Inexperienced, but ready: Japan’s rookies are ready to pounce

04 Dec. 2021

Inexperienced, but ready: Japan’s rookies are ready to pounce

Two years ago, at Japan 2019, the hosts were flying high, securing 10th in the final standings, their best finish since 1971.

Since their outstanding 37:21 win against Romania in the last match in the main round of that edition of the world handball flagship competition, the Japan side has retained only five players in the squad, with the familiar high turnover of the roster from the top Asian teams kicking in.

It had something to do with the 12th place finish at the Olympic Games Tokyo 2020, as Danish coach Ulrik Kirkely was replaced by Japanese mastermind Shigeo Kusumoto, who has deployed a new style and a new identity for the side who is ready to challenge the Republic of Korea for the title of the best Asian team in women’s handball.

Three months ago, Japan finished second at the AHF Asian Women’s Handball Championship after conceding a 24:33 loss against Republic of Korea in the final. Only two players from that roster, right back Ikumi Iwabuchi and line player Mika Nagata, are in the roster at Spain 2021.

“I selected players who can be trained properly, who can improve by learning from these experiences. We are still young, but we approach the games in a manner that fits us, as we have already thought about the lack of experience for many of our players,” said Japan’s coach, Shigeo Kusumoto, to

In fact, 10 of the Japanese players from this roster made their debut in the national team in the win against Paraguay, 40:17, in Castelló on Thursday, but there was no lack of experience on display. Building around experienced players like right wing Asuka Fujita, goalkeeper Sakura Kametani or back Mana Ohyama, who are all plying their trade in European leagues at club level, meant that Japan at least had a baseline for what is going to come.


Japan are also one of the youngest teams to take the court at the 25th IHF Women’s World Championship, with an average age of 25.3 and only one player older than 30, goalkeeper Sakura Kametani, while the average number of international matches per player is a lowly 15.6, with only five players having more than 30 games played for Japan in their careers.

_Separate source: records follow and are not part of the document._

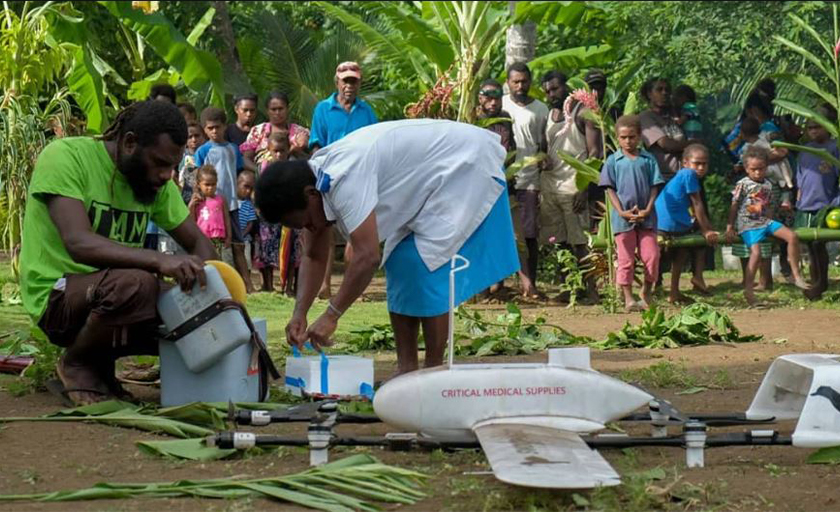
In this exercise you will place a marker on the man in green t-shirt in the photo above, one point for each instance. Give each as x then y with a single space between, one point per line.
85 278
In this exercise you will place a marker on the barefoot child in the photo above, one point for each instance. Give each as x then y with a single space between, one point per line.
268 247
247 222
817 180
751 214
210 211
673 218
632 179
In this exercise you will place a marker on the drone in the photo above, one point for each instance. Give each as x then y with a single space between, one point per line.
539 423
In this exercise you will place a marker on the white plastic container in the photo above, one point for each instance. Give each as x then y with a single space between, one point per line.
227 379
730 262
204 346
346 375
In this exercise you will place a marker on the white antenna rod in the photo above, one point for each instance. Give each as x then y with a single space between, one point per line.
452 271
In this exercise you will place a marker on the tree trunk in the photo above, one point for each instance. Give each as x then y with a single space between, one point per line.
521 40
224 28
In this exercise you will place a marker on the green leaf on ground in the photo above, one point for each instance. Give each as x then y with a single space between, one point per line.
189 449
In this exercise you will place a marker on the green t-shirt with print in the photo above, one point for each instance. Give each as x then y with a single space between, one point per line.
80 168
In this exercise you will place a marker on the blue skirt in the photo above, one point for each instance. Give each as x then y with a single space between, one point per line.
414 291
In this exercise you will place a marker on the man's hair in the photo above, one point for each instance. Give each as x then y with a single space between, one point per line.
750 126
489 81
277 95
755 152
519 67
280 189
147 120
213 114
188 107
629 122
759 101
205 170
695 148
164 90
280 136
245 97
551 75
647 87
685 91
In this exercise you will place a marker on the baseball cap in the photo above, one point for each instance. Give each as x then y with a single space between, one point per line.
348 69
595 76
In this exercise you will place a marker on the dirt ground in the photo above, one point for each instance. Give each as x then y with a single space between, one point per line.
40 457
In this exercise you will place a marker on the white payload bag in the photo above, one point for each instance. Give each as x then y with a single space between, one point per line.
329 375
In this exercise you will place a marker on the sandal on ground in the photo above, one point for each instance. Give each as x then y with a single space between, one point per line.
101 390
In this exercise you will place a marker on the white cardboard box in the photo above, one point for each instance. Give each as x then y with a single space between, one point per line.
345 376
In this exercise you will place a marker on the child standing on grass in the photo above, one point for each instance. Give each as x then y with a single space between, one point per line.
268 246
674 219
751 214
227 161
247 221
187 167
209 210
632 179
818 189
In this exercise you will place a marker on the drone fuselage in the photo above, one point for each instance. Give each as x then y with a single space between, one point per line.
447 402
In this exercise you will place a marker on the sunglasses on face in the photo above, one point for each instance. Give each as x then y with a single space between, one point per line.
491 93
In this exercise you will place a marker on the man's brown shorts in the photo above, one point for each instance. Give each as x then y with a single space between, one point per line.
125 299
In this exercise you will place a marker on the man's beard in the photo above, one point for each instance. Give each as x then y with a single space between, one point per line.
519 98
491 113
135 173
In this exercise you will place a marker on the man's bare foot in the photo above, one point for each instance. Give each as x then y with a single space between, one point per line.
679 298
82 384
700 286
633 307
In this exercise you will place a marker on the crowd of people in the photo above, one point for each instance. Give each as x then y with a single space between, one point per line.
222 161
189 185
653 181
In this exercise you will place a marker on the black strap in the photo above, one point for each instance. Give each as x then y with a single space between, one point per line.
264 362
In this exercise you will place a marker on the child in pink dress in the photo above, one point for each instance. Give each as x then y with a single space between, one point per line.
210 212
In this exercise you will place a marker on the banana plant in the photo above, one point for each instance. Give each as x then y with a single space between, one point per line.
826 66
454 39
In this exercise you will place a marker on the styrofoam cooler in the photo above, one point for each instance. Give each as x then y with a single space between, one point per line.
227 379
344 376
204 346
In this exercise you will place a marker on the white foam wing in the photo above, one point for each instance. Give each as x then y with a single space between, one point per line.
538 456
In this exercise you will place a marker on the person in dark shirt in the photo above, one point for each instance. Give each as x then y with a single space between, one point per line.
245 107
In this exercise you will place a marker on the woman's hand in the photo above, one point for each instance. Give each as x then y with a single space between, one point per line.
296 331
321 331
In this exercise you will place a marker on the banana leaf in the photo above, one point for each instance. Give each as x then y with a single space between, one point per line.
353 483
810 114
129 418
188 449
199 69
820 152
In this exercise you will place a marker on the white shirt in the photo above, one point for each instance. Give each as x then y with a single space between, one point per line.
529 123
436 179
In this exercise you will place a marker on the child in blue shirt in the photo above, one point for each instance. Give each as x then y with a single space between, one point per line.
632 179
817 180
225 157
674 219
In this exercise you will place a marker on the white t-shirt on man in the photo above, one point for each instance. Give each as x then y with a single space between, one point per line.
436 179
529 123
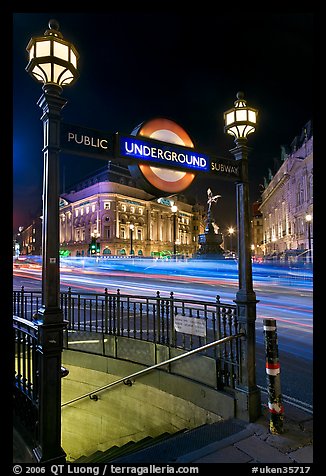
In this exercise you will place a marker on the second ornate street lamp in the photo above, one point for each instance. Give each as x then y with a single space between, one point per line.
52 62
240 121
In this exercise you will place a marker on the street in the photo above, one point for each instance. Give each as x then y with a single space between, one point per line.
284 293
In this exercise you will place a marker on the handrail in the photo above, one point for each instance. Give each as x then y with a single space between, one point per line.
126 380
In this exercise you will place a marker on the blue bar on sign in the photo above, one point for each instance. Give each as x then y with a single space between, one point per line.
164 154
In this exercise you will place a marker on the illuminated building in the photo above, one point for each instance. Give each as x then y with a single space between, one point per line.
287 200
104 206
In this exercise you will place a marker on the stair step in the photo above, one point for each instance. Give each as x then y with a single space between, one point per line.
170 449
119 451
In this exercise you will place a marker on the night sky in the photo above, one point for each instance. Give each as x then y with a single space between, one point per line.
137 65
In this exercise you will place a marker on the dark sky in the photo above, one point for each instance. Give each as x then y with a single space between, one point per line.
135 66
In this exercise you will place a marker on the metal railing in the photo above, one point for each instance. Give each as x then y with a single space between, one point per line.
127 380
146 318
26 384
139 317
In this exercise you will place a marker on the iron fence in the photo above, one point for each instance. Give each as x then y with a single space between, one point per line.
26 383
149 318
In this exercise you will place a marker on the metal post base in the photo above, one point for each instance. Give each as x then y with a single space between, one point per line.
248 404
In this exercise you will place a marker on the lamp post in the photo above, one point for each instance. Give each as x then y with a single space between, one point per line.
174 210
53 62
240 121
308 220
131 227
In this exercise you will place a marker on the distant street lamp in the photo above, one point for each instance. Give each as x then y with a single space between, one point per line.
52 62
308 220
174 210
131 227
240 121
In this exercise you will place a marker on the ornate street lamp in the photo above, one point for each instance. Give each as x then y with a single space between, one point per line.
174 210
240 121
52 62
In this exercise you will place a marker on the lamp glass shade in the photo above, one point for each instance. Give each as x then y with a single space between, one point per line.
52 60
240 121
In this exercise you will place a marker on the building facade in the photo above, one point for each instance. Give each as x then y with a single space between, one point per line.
28 241
287 202
257 233
109 209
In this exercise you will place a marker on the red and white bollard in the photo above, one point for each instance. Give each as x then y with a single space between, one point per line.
275 406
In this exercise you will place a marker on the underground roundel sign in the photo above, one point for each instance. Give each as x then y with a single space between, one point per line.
159 180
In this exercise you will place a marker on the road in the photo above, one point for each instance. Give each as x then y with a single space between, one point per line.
285 294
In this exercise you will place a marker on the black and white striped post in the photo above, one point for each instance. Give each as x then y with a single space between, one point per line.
275 406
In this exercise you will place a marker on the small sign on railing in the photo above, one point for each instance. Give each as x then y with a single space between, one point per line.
190 325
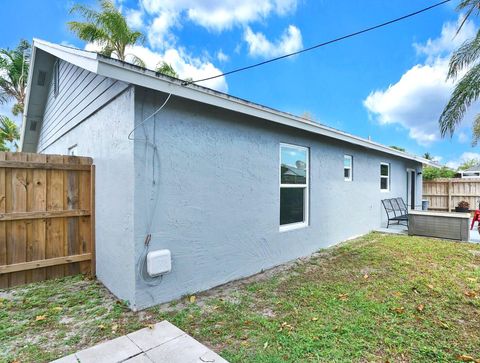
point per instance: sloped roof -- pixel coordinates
(132, 74)
(472, 169)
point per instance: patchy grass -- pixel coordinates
(378, 298)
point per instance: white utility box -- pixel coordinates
(159, 262)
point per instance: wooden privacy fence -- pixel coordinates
(46, 217)
(444, 194)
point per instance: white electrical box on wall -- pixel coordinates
(159, 262)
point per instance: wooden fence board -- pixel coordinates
(444, 194)
(46, 216)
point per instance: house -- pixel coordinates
(472, 172)
(227, 187)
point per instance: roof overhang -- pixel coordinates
(135, 75)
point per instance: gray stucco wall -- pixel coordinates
(81, 93)
(103, 136)
(218, 194)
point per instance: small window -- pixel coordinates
(293, 186)
(384, 177)
(72, 150)
(348, 167)
(56, 78)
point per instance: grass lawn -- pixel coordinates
(378, 298)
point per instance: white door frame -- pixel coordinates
(409, 188)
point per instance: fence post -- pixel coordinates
(449, 203)
(93, 262)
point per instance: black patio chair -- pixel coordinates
(396, 210)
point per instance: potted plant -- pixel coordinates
(462, 206)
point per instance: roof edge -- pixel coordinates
(132, 74)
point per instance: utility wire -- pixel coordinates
(322, 44)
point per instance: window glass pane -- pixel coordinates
(383, 169)
(293, 165)
(291, 205)
(384, 183)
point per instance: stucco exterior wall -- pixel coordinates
(103, 136)
(217, 179)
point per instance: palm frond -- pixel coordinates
(166, 69)
(85, 12)
(136, 60)
(14, 66)
(466, 91)
(476, 131)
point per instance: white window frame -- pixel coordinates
(306, 195)
(350, 157)
(385, 177)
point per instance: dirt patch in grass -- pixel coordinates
(378, 298)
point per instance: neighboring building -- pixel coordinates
(473, 172)
(229, 187)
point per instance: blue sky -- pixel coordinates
(388, 84)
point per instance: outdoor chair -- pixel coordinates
(396, 210)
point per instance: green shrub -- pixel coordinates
(430, 173)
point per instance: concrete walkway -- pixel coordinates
(164, 342)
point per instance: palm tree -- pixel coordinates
(13, 75)
(8, 132)
(107, 28)
(165, 68)
(467, 90)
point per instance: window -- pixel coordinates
(293, 186)
(56, 78)
(348, 167)
(384, 177)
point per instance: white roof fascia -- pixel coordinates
(27, 98)
(81, 58)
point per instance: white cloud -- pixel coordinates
(134, 18)
(184, 64)
(466, 156)
(159, 34)
(448, 41)
(463, 137)
(259, 45)
(222, 57)
(214, 15)
(418, 98)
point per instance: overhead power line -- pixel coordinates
(396, 20)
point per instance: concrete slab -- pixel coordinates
(161, 333)
(184, 349)
(67, 359)
(141, 358)
(116, 350)
(161, 344)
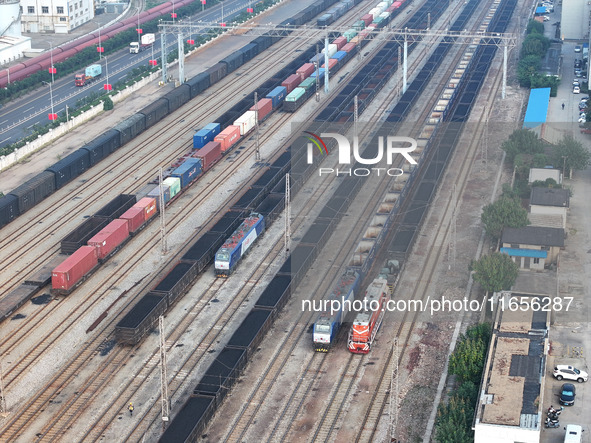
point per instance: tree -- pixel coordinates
(495, 272)
(528, 67)
(522, 141)
(503, 212)
(570, 154)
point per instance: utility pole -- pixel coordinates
(287, 238)
(163, 376)
(257, 155)
(164, 249)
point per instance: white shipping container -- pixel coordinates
(246, 122)
(332, 50)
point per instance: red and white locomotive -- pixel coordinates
(366, 323)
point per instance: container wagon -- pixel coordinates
(235, 247)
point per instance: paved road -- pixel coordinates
(18, 118)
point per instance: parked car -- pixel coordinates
(568, 393)
(568, 372)
(574, 434)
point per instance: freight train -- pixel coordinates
(30, 193)
(236, 246)
(367, 323)
(328, 323)
(60, 53)
(195, 414)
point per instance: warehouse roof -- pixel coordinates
(549, 197)
(519, 252)
(537, 107)
(534, 235)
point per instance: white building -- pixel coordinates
(55, 16)
(12, 43)
(511, 395)
(574, 21)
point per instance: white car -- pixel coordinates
(568, 372)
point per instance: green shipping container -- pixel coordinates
(308, 83)
(350, 34)
(359, 25)
(294, 95)
(174, 183)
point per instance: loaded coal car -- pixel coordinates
(141, 318)
(32, 192)
(237, 245)
(8, 209)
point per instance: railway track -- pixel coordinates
(17, 335)
(82, 357)
(339, 393)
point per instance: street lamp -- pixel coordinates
(52, 116)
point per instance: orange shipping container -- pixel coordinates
(228, 137)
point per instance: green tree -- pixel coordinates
(535, 44)
(570, 154)
(503, 212)
(495, 272)
(527, 68)
(522, 141)
(454, 421)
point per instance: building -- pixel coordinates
(533, 247)
(574, 21)
(12, 43)
(550, 201)
(511, 394)
(543, 174)
(55, 16)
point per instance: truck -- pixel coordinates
(145, 42)
(89, 75)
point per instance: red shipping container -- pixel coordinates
(148, 204)
(331, 63)
(228, 137)
(72, 269)
(209, 154)
(135, 218)
(109, 237)
(291, 82)
(349, 47)
(265, 106)
(305, 71)
(367, 19)
(340, 42)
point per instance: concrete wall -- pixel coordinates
(488, 433)
(574, 22)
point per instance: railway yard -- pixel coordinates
(240, 355)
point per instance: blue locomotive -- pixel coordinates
(236, 246)
(328, 323)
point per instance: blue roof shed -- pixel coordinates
(537, 107)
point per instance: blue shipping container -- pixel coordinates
(320, 72)
(205, 135)
(339, 55)
(188, 171)
(277, 95)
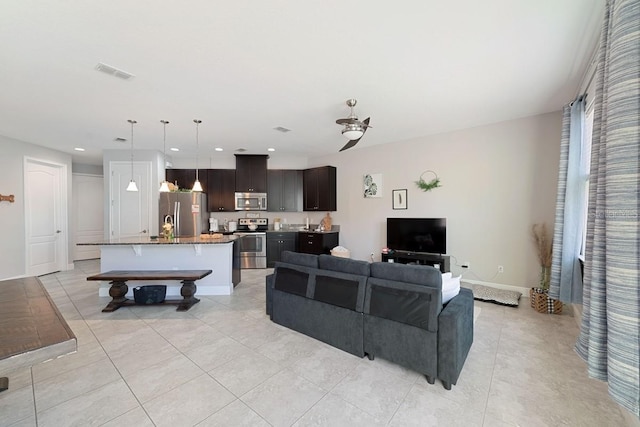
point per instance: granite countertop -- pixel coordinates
(302, 231)
(162, 241)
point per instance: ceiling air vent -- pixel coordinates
(121, 74)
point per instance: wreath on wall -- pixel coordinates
(428, 185)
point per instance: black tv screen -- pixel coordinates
(428, 235)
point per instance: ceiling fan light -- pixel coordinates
(352, 133)
(132, 186)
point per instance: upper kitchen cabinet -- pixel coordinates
(284, 190)
(320, 189)
(221, 186)
(185, 178)
(251, 173)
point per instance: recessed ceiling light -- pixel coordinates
(113, 71)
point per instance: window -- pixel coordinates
(586, 160)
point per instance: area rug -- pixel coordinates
(494, 295)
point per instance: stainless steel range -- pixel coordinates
(253, 242)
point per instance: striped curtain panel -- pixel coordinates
(609, 339)
(566, 276)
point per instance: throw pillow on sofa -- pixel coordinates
(450, 287)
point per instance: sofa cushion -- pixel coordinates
(307, 260)
(418, 274)
(406, 303)
(336, 291)
(343, 265)
(290, 280)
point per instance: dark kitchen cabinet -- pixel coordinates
(320, 189)
(220, 189)
(251, 173)
(284, 190)
(185, 178)
(317, 243)
(278, 242)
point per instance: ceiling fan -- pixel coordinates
(353, 128)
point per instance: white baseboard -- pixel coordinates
(522, 290)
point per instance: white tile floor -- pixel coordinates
(224, 363)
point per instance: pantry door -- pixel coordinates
(46, 234)
(130, 213)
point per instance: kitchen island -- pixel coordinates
(182, 253)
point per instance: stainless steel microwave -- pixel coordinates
(251, 201)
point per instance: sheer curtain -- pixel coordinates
(566, 276)
(609, 338)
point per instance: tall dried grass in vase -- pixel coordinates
(544, 247)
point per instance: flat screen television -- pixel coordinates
(427, 235)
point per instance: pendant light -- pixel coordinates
(164, 187)
(196, 185)
(132, 184)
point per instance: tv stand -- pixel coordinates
(420, 258)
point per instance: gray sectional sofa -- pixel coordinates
(393, 311)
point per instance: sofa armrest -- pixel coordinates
(269, 293)
(455, 336)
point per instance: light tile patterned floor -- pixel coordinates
(224, 363)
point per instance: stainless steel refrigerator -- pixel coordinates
(187, 211)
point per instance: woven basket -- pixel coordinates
(541, 302)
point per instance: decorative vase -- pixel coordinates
(545, 277)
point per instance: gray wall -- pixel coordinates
(497, 181)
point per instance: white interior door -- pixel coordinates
(130, 211)
(88, 214)
(45, 189)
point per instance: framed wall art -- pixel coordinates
(399, 199)
(372, 185)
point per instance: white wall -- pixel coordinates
(155, 158)
(12, 215)
(497, 181)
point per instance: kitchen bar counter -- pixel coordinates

One of the players who made their debut in the Japanese national team is Clare Frances Gray, a 24-year-old line player, who is developing at Japanese club OMRON.

As one might have noticed, her name has little to do with Japan, but her journey has been nothing short of spectacular to be here at the IHF Women’s World Championship.

“I was born and bred in Japan, with an Australian father and a Japanese mother. I spent time in both countries, so I am bicultural. I started playing handball in elementary school and was attracted to it from the start.

“English was the first language I learnt but Japanese is my mother language as I was raised in Japan so I learnt it naturally. Japanese is completely different to English due to the grammar, reading and writing system. For example, Japanese is based on kanji characters, which are tough to learn immediately,” said Gray to

Gray is not the only half-Japanese player in the current roster, with goalkeeper Kametani boasting Norwegian heritage, being born in Norway and playing for the Scandinavian’s side junior and youth sides.

But the 24-year-old line player has spent her entire playing career in Japan, learning the Asian team’s style by heart during the past decade.

“I was involved in swimming a lot before switching to handball, but what attracted me the most was the teamwork, playing in a team, with other players. There is also a lot of tactics in play, so it was very interesting to play this sport.”

“Now that I am currently in the Japanese squad, I am very honoured, because it has been a long-term goal of mine, which I have actually completed,” added Gray.

She was lucky enough to make her debut in a big win at the IHF Women’s World Championship, while scoring three goals to help Japan secure a crucial 40:17 victory against Paraguay, which could see the Asian side through to the main round.

Two difficult matches against Brazil and Croatia await now, which could help Japan maximise their chances to secure a good result even with an inexperienced team at Spain 2021.

“I was slightly nervous to play against Paraguay, as I was making my debut. This is a learning platform for me and I appreciate the chance to play here.

“I am very confident in our team, which is led by experienced and skilled coaches to perform at a very high level and win this group,” added Gray.

Whether it will happen or not, only the next 120 minutes on the court in the Pabellón Ciutat de Castelló will decide.

Until then, Gray will absorb every tiny bit of experience like a sponge. She might not be able to compete against her favourite player in the world, yet the Japanese line player might learn a thing or two from her next opponents. 

“My favourite player is Nora Mork in the Norwegian team. Even though her position of right back is different from mine, I admire her physical strength and determination to continue playing handball after knee injuries,” concluded Gray.

For wins to pile on, coach Kusumoto has devised a simple and efficient plan, which will be put to test against Brazil and Croatia.

“I want more speed in our game. Hard defence means winning balls, which can be transformed into fast breaks. This is what I want. We are facing teams that are better and have more experience. But we want to grow and challenge for the win. So I think these games are perfect for us,” concluded Kusumoto.